Тайны родства (СИ) - Гультрэ Икан Релавьевна. Страница 51

   Нет, не так. Тело мое не знало прежде этого напитка, мои вкусовые рецепторы находили его странным, но... срабатывали ассоциации, сознание-то помнило, и я наслаждалась каждым глотком.

   -- Нравится? -- прищурился дед.

   -- Угу, -- промурлыкала я в ответ, -- выращиваете здесь?

   -- Да, когда-то привезли зерна из одного мира...

   -- Возможно, из того, где мы с Натальей родились.

   -- Натаэлли, -- исправил меня дед, -- возможно, из того мира, да. Напиток многим пришелся по вкусу, так что начали выращивать и у нас.

   -- Занятно...

   Надо сказать, не только изобретения и пища иных миров оседали на Айиоро, но и книги, которые непременно привозили с собой путешественники. Здесь, в городском доме, хранилась основная часть библиотеки рода Май... если бы я еще могла читать на всех этих языках!

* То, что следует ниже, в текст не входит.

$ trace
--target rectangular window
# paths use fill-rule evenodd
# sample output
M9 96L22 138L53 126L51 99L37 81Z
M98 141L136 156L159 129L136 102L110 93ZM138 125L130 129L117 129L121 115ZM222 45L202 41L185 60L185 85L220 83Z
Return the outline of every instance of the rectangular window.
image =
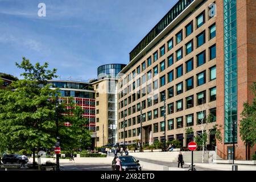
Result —
M150 111L147 112L147 121L152 119L152 112Z
M158 67L156 66L154 67L154 76L158 74Z
M171 50L174 47L174 39L172 38L168 42L168 51Z
M148 94L150 93L151 93L151 92L152 92L152 86L151 84L150 84L147 86L147 93Z
M192 71L193 69L193 58L191 59L186 62L186 73Z
M176 51L176 61L177 61L182 59L182 47Z
M151 65L151 56L150 56L150 57L148 57L147 59L147 67L148 67L149 66L150 66Z
M169 73L168 73L168 82L170 82L174 80L174 71L170 71Z
M154 133L158 132L158 123L154 124Z
M191 126L194 125L193 114L189 114L186 115L187 126Z
M209 27L209 30L210 32L209 37L210 40L216 36L216 26L215 23Z
M137 67L137 73L138 74L141 73L141 66L138 66Z
M177 129L183 127L183 117L179 117L176 118L177 123Z
M154 61L156 61L158 59L158 52L156 51L154 53Z
M215 122L216 121L216 107L210 109L209 110L209 111L210 113L210 114L212 117L211 122Z
M186 55L193 51L193 40L186 44Z
M182 30L176 34L176 44L177 44L182 40Z
M153 96L154 98L154 105L158 104L158 94L156 94Z
M164 125L164 121L162 121L160 122L160 125L161 125L161 131L164 131L166 129L166 126Z
M160 48L160 57L163 56L165 53L165 45L164 45Z
M146 74L142 75L142 76L141 77L141 80L142 80L142 84L146 82Z
M174 87L172 86L168 89L168 98L174 97Z
M177 109L176 109L177 112L183 110L183 99L176 102L176 105L177 106Z
M162 72L166 69L166 60L163 60L160 63L160 72Z
M197 75L197 86L205 84L205 71L203 71Z
M201 27L205 22L204 11L196 17L196 24L197 28Z
M194 88L193 77L186 80L186 90L189 90Z
M183 82L181 82L180 83L176 85L176 87L177 88L176 95L180 94L183 92Z
M176 68L176 78L177 78L183 75L183 65L181 64Z
M174 129L174 119L168 120L168 130Z
M169 104L168 105L168 114L171 114L174 112L174 102Z
M200 34L196 36L196 44L197 47L200 47L205 43L205 31Z
M210 102L216 100L216 87L210 89Z
M152 78L152 75L152 75L152 73L151 73L151 70L147 73L147 81L150 80Z
M158 109L155 109L154 110L154 118L158 118Z
M146 69L146 61L144 61L143 63L142 63L142 71L143 71L145 69Z
M205 63L205 51L204 51L196 55L197 67Z
M197 115L197 125L205 123L205 111L203 110L196 113Z
M153 82L153 84L154 84L154 90L155 90L156 89L158 89L158 80L155 80Z
M209 50L210 52L210 60L211 60L216 57L216 45L214 44L210 47Z
M197 105L200 105L206 102L205 91L201 92L197 94Z
M216 66L210 68L210 81L216 79Z
M194 106L193 97L191 96L186 97L186 109L189 109Z
M168 57L168 67L174 64L174 54Z
M193 21L188 23L186 27L186 36L189 36L190 34L193 32Z

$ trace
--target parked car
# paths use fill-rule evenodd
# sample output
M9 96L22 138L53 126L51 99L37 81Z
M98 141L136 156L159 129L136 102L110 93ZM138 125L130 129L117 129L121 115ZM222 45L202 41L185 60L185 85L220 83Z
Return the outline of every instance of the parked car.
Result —
M139 164L139 160L136 160L134 157L131 155L118 156L114 158L112 161L112 170L115 169L115 159L119 158L121 162L122 171L141 171L141 166Z
M22 163L22 156L19 154L5 154L2 158L2 162L4 164ZM28 159L27 158L26 158L25 163L27 162L28 162Z

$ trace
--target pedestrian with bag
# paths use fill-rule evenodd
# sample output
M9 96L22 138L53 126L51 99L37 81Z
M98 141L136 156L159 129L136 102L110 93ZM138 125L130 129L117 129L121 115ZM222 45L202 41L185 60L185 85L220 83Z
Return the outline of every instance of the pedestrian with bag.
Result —
M178 168L180 167L180 164L181 166L181 168L183 168L183 156L182 155L181 152L180 152L178 157Z

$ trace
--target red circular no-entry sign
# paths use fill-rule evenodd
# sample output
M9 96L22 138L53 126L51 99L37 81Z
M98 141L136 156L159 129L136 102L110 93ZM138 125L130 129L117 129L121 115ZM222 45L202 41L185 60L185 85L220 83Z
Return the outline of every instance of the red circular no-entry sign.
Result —
M197 146L196 145L196 143L194 142L189 142L188 144L188 148L191 151L194 151L196 149Z
M56 154L59 154L60 153L60 147L56 147L54 148L54 152Z

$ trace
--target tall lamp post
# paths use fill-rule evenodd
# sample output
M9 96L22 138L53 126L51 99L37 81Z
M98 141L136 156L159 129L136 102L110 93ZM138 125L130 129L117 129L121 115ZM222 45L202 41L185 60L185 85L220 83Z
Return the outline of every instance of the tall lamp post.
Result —
M233 166L232 171L237 171L237 165L234 165L235 160L235 125L237 122L234 120L233 121L232 123L232 134L233 134Z
M166 96L164 96L163 98L163 100L164 100L164 152L166 151Z
M56 125L57 127L57 143L58 143L58 144L60 147L60 138L59 137L59 118L58 118L58 107L59 107L59 103L58 103L58 96L56 96L56 111L55 111L55 114L56 114ZM57 147L57 146L56 146ZM59 154L56 154L56 170L57 171L60 171L60 156Z
M141 110L141 144L139 145L141 152L142 152L142 106L140 107Z
M123 150L125 150L125 114L123 114Z

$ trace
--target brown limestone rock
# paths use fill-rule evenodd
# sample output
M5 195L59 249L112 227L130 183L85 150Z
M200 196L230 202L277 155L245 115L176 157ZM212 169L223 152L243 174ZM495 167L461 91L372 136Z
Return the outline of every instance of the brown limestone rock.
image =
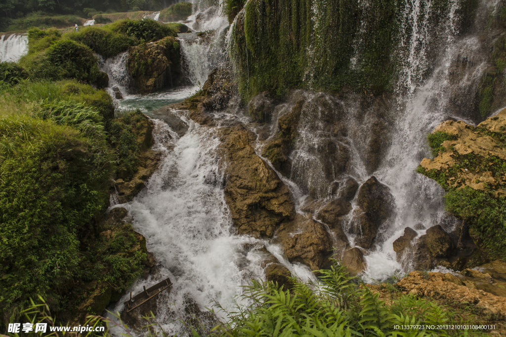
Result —
M409 227L404 228L403 235L394 242L394 251L397 253L397 260L399 260L400 256L404 249L411 247L411 242L413 240L418 234L416 232Z
M430 272L429 279L426 279L419 272L412 271L397 284L403 292L411 295L470 303L485 312L498 315L501 319L506 319L506 301L503 297L455 284L444 275Z
M357 275L365 270L364 254L357 247L348 249L345 252L342 263L353 276Z
M265 123L271 120L276 108L276 102L269 91L254 97L248 104L248 114L256 122Z
M351 201L358 189L358 183L353 178L348 178L345 182L343 189L339 194L339 197L347 201Z
M340 225L342 216L350 213L351 209L351 204L344 199L333 199L318 211L316 219L333 228Z
M285 256L290 262L320 269L330 255L332 240L325 227L312 219L298 215L291 226L280 228L278 235Z
M243 126L223 128L220 135L228 162L225 200L234 225L240 233L270 237L277 226L295 215L290 191L255 153L249 145L254 136Z
M454 248L450 235L439 225L427 229L423 237L425 237L425 244L435 257L447 257Z
M291 273L282 264L270 263L266 267L265 271L266 279L277 283L279 286L282 285L284 290L290 289L293 286L293 282L290 279Z
M380 226L393 215L394 197L390 189L373 176L360 186L357 203L359 208L354 213L353 228L358 235L356 243L370 249Z
M128 69L139 92L150 93L182 83L179 48L173 36L131 47Z

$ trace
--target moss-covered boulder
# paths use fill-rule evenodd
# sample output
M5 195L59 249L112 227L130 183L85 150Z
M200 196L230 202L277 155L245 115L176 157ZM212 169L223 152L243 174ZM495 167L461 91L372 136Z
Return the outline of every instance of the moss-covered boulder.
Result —
M183 81L179 42L172 36L132 47L128 65L142 93L176 86Z
M390 188L372 176L364 182L358 191L353 230L357 234L356 243L369 249L376 237L378 228L393 214L394 197Z
M239 233L270 237L277 226L295 215L288 187L255 153L254 135L243 126L220 130L227 165L225 197Z

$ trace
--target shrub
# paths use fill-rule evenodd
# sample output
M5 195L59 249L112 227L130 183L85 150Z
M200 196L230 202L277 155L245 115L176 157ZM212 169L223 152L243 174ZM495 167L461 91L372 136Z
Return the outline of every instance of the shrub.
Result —
M16 84L28 77L28 73L21 66L14 62L0 62L0 81Z
M191 15L193 5L191 3L174 4L160 12L159 19L164 22L179 21Z
M60 39L62 34L58 29L50 28L47 31L38 28L28 30L28 54L34 54L49 48L55 41Z
M60 40L45 52L20 60L33 78L63 78L96 82L102 78L97 59L90 48L72 40Z
M125 34L144 41L156 41L176 35L170 27L150 19L126 20L124 27Z
M506 198L466 186L445 196L446 210L470 225L470 233L492 258L506 260Z
M131 36L93 26L82 28L79 32L72 32L68 36L106 58L114 56L139 43L136 38Z

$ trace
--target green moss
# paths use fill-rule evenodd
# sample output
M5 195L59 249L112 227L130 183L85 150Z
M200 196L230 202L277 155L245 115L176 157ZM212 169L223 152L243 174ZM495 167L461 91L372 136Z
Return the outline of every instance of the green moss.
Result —
M164 22L180 21L191 15L193 6L191 3L178 3L162 10L159 19Z
M129 47L139 44L139 40L135 37L114 31L109 27L94 26L83 28L79 32L72 32L68 37L88 46L105 58L116 55Z
M469 187L450 190L444 198L447 210L469 223L472 236L491 257L506 260L506 198Z
M49 48L55 41L60 39L62 34L58 29L41 30L33 28L28 30L28 54L34 54Z
M429 146L432 148L432 155L434 157L436 157L439 154L440 152L444 152L445 149L443 147L443 142L445 140L456 140L456 135L450 134L442 131L438 131L437 132L429 133L427 135Z

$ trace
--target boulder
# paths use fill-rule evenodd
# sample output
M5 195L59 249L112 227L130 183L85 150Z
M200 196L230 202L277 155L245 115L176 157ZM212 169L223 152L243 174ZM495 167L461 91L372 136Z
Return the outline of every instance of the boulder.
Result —
M339 182L332 181L329 186L328 189L331 196L335 196L339 189Z
M167 36L131 47L127 65L137 90L150 93L184 83L181 65L179 42Z
M212 111L225 109L236 90L230 65L219 67L212 71L202 90L205 97L202 105L206 110Z
M439 225L427 229L422 237L425 238L425 245L435 257L447 257L454 248L450 235Z
M360 186L357 203L359 208L355 212L352 229L357 234L355 243L370 249L380 226L393 214L394 197L388 187L372 176Z
M318 211L316 219L333 228L341 224L343 216L350 213L351 209L351 204L344 199L334 199Z
M345 181L342 189L339 194L339 197L348 201L351 201L358 189L358 183L352 177L349 177Z
M281 263L272 263L267 265L265 270L265 278L268 281L277 283L279 286L286 290L293 286L293 282L290 279L291 273Z
M312 270L320 269L331 254L330 235L323 225L312 219L298 215L293 224L280 228L278 235L286 258L304 263Z
M249 145L255 139L242 124L220 130L228 162L225 197L234 225L241 234L270 237L295 215L288 187Z
M355 276L365 270L365 261L362 251L357 247L347 250L343 255L341 261L348 271Z
M394 242L394 251L397 253L397 260L400 260L404 249L411 246L411 243L418 235L416 232L409 227L404 228L404 234Z
M264 91L254 97L248 104L248 114L259 123L269 122L276 108L275 101L269 91Z

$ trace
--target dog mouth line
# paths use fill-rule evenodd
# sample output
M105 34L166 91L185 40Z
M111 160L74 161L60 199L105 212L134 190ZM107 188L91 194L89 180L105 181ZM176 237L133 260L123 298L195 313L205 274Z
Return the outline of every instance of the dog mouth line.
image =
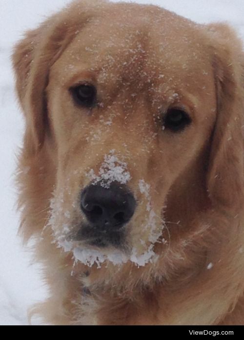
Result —
M114 246L120 249L126 248L125 242L125 230L123 227L119 230L109 231L104 229L98 230L88 224L83 224L79 230L71 232L65 237L68 242L104 247Z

Правда, знанием языка тейордов меня осчастливили в процессе всяких медико-магических манипуляций -- ко всему, для полного комплекта. Так что книги по местному целительскому искусству я у деда позаимствовала -- с клятвенным обещанием вернуть их, когда прибуду на каникулы. Да-да, это мне тоже пришлось пообещать.

   -- Дед, но у меня Мариен! -- попробовала спорить я.

   -- Подумаешь, проблема! -- воскликнул Гилеари. -- Перенесем и мальчишку тоже.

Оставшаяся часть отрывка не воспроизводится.